Have lapped cars drop to the back of the pack under safety car rather than sending them past, and credit them the number of laps to bring them to the same lap count as the lead cars. Actually, let's also line them up on the grid for a standing start after the safety car too.

I will give you my reasoning, first it adds more driver skill to it, the lead car has to go offline to overtake a lapped car, it also means the setup of the car has to be designed with overtaking in mind even if the car is expected to be out in front, which then makes it harder for a lead car to make a gap. Also I think its terrible unfair on backmarkers to have to slow down a second or two to allow a lead car to pass, it ruins their race. If you not good enough to lap a slower car on skill then you shouldnt be winning a race. It also lessens the unfairness of SC's which close up the pack, if you have already lapped a car but the guy behind you hasnt, its right you should have that cushion.

One of the biggest things I hate about F1 at the moment is SC's and how they close up the pack.
 
These ICE's without the whole hybrid system inside of a car the size of those in 2001/2002. They keep adding city circuits, but seeing them at Monaco now is ridiculous.
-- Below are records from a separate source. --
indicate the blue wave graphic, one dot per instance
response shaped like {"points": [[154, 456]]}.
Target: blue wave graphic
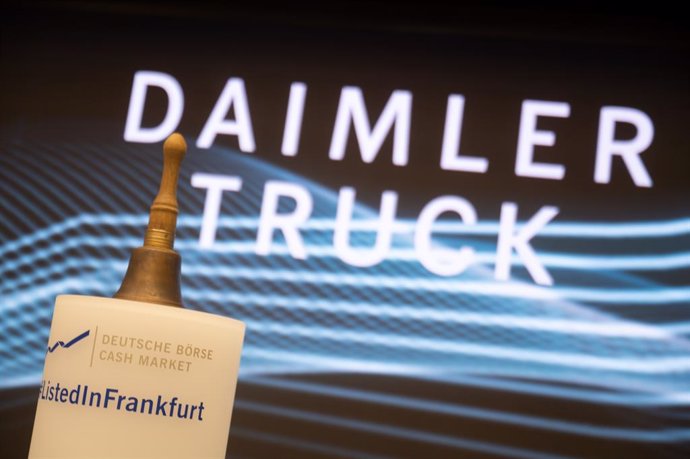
{"points": [[612, 333], [69, 343]]}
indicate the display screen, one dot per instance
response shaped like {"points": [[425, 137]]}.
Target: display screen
{"points": [[442, 244]]}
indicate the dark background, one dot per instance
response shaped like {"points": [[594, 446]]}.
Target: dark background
{"points": [[70, 64]]}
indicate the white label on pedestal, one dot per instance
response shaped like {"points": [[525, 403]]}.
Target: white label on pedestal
{"points": [[130, 379]]}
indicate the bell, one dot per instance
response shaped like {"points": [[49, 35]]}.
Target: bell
{"points": [[153, 274]]}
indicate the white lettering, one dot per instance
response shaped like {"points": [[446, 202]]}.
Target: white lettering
{"points": [[629, 150], [134, 132], [529, 137], [233, 94], [396, 112]]}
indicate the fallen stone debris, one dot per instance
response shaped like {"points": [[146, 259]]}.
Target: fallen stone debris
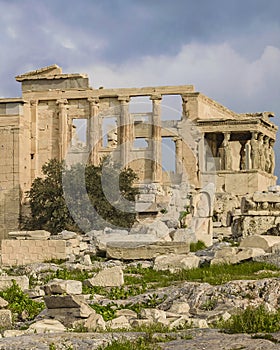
{"points": [[185, 309]]}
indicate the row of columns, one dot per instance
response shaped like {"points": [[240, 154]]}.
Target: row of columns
{"points": [[125, 137]]}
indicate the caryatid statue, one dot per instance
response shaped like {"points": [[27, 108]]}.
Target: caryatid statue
{"points": [[266, 152], [225, 153], [261, 152], [271, 156], [255, 159]]}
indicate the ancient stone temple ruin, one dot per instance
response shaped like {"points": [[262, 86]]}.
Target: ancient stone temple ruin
{"points": [[60, 116]]}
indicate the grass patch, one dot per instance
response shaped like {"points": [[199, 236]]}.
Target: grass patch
{"points": [[213, 274], [252, 320], [20, 303], [199, 245]]}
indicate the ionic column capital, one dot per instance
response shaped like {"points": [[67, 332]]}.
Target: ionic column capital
{"points": [[123, 99], [62, 102], [33, 103], [156, 98], [93, 100]]}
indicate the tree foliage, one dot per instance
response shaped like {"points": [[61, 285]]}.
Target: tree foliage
{"points": [[81, 198]]}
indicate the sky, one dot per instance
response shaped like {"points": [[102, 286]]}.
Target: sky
{"points": [[228, 49]]}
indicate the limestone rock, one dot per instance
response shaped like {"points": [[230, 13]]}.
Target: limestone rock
{"points": [[129, 314], [85, 260], [176, 262], [3, 303], [155, 314], [110, 277], [183, 235], [7, 281], [36, 234], [144, 250], [64, 301], [180, 308], [5, 319], [59, 286], [233, 255], [13, 333], [46, 326], [141, 322], [120, 322], [68, 234], [95, 322]]}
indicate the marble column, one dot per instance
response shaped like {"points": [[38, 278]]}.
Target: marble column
{"points": [[179, 154], [184, 107], [255, 159], [271, 156], [225, 153], [156, 140], [126, 131], [94, 131], [63, 137], [34, 138]]}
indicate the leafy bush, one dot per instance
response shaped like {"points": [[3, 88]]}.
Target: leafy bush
{"points": [[20, 303], [199, 245], [81, 198], [252, 320]]}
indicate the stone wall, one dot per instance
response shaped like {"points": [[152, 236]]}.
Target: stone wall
{"points": [[21, 252]]}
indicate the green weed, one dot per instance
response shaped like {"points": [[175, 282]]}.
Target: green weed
{"points": [[199, 245], [19, 302], [252, 320]]}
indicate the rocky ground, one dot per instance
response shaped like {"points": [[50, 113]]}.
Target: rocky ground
{"points": [[202, 339], [90, 302]]}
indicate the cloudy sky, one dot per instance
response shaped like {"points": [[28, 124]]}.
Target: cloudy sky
{"points": [[228, 49]]}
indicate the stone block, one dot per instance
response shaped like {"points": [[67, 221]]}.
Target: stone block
{"points": [[266, 197], [36, 234], [5, 319], [129, 314], [120, 322], [238, 254], [95, 323], [183, 235], [153, 314], [179, 308], [144, 250], [176, 262], [46, 326], [7, 281], [68, 315], [64, 301], [110, 277], [59, 286]]}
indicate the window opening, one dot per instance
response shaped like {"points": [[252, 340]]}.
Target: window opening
{"points": [[109, 132], [171, 107], [140, 143], [79, 133], [168, 154]]}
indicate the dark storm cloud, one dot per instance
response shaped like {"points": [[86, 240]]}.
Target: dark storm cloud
{"points": [[229, 49]]}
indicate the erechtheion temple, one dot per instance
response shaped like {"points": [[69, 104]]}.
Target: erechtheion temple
{"points": [[61, 116]]}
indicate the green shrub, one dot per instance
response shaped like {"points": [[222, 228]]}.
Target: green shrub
{"points": [[252, 320], [94, 207], [199, 245], [19, 302]]}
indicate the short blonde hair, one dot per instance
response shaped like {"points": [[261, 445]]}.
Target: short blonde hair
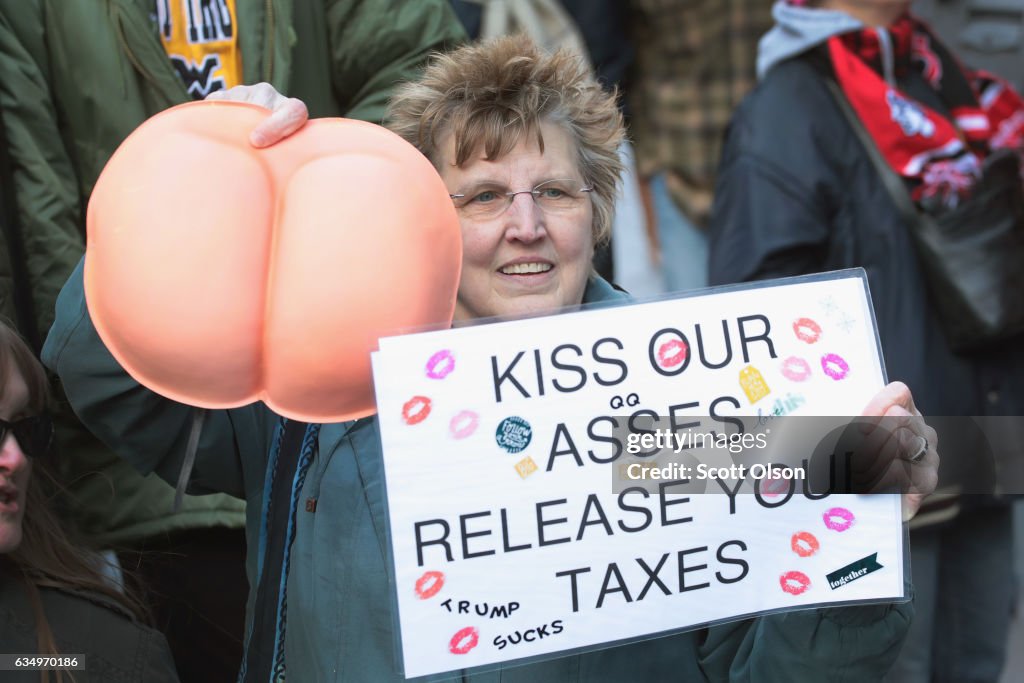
{"points": [[489, 95]]}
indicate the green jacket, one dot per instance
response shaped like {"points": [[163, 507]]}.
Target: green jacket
{"points": [[340, 625], [78, 76]]}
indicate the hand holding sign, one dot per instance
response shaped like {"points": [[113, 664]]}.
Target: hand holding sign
{"points": [[904, 446]]}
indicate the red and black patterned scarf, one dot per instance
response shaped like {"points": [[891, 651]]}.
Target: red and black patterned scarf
{"points": [[940, 157]]}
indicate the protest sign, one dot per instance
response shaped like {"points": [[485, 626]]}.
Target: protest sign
{"points": [[501, 443]]}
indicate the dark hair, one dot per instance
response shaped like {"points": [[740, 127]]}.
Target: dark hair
{"points": [[46, 556]]}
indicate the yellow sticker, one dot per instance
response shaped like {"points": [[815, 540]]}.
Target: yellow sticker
{"points": [[525, 467], [754, 384]]}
Two wide is nearly barrier to barrier. Lightness is needed too. And a maximum number of elements on wings to simplify aero. Ground effect?

I get the idea of budget caps to stop one from monopolizing the sport, so could stick one in there too.
 
These ICE's without the whole hybrid system inside of a car the size of those in 2001/2002. They keep adding city circuits, but seeing them at Monaco now is ridiculous. Two wide is nearly barrier to barrier. Lightness is needed too. And a maximum number of elements on wings to simplify aero. Ground effect?

I get the idea of budget caps to stop one from monopolizing the sport, so could stick one in there too.
Ground effect, a limit to the wing elements and a budget cap are all coming in 2022. Which sounds oh so futuristic.
 
Ground effect, a limit to the wing elements and a budget cap are all coming in 2022. Which sounds oh so futuristic.

We tried futuristic with the current regs. We ended up getting city buses with heat recovery systems.
 
Sliding, skidding, drifting, on the edge of control, that's exciting, that's entertaining, that takes driver skill.

The problem with this is that such behaviour is not good for the tyres and we're in an age where regardless of the tyre used, the teams will have reams of data about slip and blistering etc. etc. etc. and will be able to calculate how much damage can be done and instruct the drivers on exactly how much they can get away with before they compromise the tyre performance too much - much like fuelling these days - it's so tightly modelled that it'll never make much difference what you do with it, they'll all be modelling ideal scenarios to generally reach the same conclusions anyway.

You'd probably make the biggest direct impact on the sport if computer simulations and modelling were banned and you had to rely on the brains of your strategists instead, rather than a computer running 1001 simulations to determine the best pathways to the shortest finishing times.

Even ideas like deliberately significantly overfuelling cars would only work to an extent - if you gave them so much fuel that it was impossible to use it all at peak fuelling rates for an entire race, the models would simply move the next thing on the list that needs to be managed to maintain the peak overall performance throughout a race up a spot on the priority.

Set up a separate company to produce the same car for every team, with advertising livery and tyre strategy the only difference.

I'm sure F1 fans will tell me why this is a stupid idea, but it would be so good to have every team use the same car.

Because other perfectly good series already exist for this if this is what you want to watch

IndyCar, Formula 2, Formula E as three relatively high profile examples.